Debug log Logs from the sample application:

INFO  | 2024-02-09 17:05:41 | main | WebsocketConnectionTest | 21 | Graceful client - connecting with 5000 ms timeout
INFO  | 2024-02-09 17:05:42 | WebSocketConnectReadThread-9 | GracefulTimeoutClient | 53 | Set socket timeout to 5000 ms
INFO  | 2024-02-09 17:05:47 | WebSocketConnectReadThread-9 | GracefulTimeoutClient | 41 | onError called
INFO  | 2024-02-09 17:05:47 | WebSocketWriteThread-10 | GracefulTimeoutClient | 36 | onClose called
INFO  | 2024-02-09 17:05:47 | main | WebsocketConnectionTest | 23 | Graceful client - finished connecting, result: false
INFO  | 2024-02-09 17:05:47 | main | WebsocketConnectionTest | 25 | Graceful client - closed connection
INFO  | 2024-02-09 17:05:47 | main | WebsocketConnectionTest | 30 | Default client - connecting with 5000 ms timeout

Nothing else had been logged by 2024-02-09 17:10:00.

Environment:

Additional context GracefulTimeoutClient shows a potential fix for this: set the socket SO timeout to the user-defined value in onSetSSLParameters, then set it back to zero after the websocket has connected.
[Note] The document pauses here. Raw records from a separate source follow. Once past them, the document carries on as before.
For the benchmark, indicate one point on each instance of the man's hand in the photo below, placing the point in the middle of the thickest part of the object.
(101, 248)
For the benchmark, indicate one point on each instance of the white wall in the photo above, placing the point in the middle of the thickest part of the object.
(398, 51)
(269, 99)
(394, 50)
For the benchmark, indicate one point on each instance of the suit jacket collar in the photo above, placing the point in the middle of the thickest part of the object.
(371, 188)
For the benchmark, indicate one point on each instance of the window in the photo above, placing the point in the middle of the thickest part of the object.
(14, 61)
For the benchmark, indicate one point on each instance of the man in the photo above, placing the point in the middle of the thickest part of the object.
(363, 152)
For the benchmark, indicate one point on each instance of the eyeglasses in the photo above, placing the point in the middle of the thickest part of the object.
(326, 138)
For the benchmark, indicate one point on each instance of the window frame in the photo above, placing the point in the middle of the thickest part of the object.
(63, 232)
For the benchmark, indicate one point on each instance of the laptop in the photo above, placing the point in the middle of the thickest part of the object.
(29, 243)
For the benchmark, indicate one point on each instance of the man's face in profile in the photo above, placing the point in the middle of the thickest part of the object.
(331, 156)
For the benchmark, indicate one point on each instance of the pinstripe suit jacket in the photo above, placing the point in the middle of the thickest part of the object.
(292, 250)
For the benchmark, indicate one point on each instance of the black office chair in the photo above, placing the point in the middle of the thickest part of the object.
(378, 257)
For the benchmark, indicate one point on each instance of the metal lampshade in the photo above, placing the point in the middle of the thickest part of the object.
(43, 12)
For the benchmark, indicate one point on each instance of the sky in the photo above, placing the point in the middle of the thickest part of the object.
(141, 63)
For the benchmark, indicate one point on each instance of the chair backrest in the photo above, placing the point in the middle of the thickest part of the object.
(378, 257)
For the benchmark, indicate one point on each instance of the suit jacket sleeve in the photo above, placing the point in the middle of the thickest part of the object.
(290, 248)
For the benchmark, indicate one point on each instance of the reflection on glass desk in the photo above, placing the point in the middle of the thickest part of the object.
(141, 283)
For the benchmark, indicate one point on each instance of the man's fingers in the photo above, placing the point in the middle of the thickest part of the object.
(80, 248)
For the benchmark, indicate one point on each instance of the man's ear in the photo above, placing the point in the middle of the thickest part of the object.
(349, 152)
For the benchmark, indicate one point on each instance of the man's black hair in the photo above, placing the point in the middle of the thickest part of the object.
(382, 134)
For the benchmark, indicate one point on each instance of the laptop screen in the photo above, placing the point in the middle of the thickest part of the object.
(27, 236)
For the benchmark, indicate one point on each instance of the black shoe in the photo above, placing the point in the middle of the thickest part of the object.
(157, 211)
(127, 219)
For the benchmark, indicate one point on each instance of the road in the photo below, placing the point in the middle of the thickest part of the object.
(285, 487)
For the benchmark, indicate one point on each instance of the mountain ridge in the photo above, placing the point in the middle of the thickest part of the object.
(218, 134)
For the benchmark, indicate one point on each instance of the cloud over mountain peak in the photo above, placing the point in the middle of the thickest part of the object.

PhilipRoman commented 4 months ago

Hi, thanks for the very detailed bug report and steps to reproduce! I wish more of our reports were so descriptive 😆

Does this behaviour cause real issues for you? My impression is that the timeout parameter to connectBlocking() should take care of this for most use cases. Either way, I will look into it, but there are multiple high priority issues currently on my backlog, so I can't promise anything.
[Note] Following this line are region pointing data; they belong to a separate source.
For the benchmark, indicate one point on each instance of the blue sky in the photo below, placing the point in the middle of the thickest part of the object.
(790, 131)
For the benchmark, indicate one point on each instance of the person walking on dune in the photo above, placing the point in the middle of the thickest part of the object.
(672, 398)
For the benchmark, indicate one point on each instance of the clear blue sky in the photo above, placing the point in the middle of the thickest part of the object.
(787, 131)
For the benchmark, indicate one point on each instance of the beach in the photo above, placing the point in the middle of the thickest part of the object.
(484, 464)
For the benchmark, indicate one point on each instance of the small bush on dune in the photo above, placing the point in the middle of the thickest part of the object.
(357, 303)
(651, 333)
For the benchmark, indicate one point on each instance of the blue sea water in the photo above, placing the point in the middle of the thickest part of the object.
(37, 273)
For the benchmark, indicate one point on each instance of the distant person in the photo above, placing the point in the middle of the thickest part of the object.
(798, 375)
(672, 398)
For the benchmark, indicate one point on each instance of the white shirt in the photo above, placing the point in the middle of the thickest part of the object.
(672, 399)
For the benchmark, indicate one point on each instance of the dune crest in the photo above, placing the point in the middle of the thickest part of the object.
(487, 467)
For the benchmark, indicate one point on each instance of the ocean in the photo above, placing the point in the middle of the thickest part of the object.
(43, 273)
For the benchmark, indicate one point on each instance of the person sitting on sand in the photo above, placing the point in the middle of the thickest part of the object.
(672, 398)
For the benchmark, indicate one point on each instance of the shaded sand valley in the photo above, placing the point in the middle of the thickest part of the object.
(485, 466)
I looked at your implementation of GracefulTimeoutClient, but I'm not sure why the fix is related to SSL parameters? Does the issue happen only with encrypted WSS? I assume it also affects regular unencrypted websockets.

ysi-camerona commented 4 months ago

Hi Philip, thanks for your reply! Here are my responses:

Does this behaviour cause real issues for you?

Not often, but yes. I use Java-WebSocket on devices deployed in the field with cellular connections. The cellular quality can really vary, and I've seen this happen a number of times. When it happens, connectBlocking usually blocks for 10-20 minutes before returning.

My impression is that the timeout parameter to connectBlocking() should take care of this for most use cases

I had looked at this too, but I think using it would cause the connect attempt to continue in the background even after connectBlocking(long, TimeUnit) returns, whereas when the no-arg connectBlocking() returns false, the connection has been torn down. Does this understanding sound right?

I'm not sure why the fix is related to SSL parameters? Does the issue happen only with encrypted WSS? I assume it also affects regular unencrypted websockets.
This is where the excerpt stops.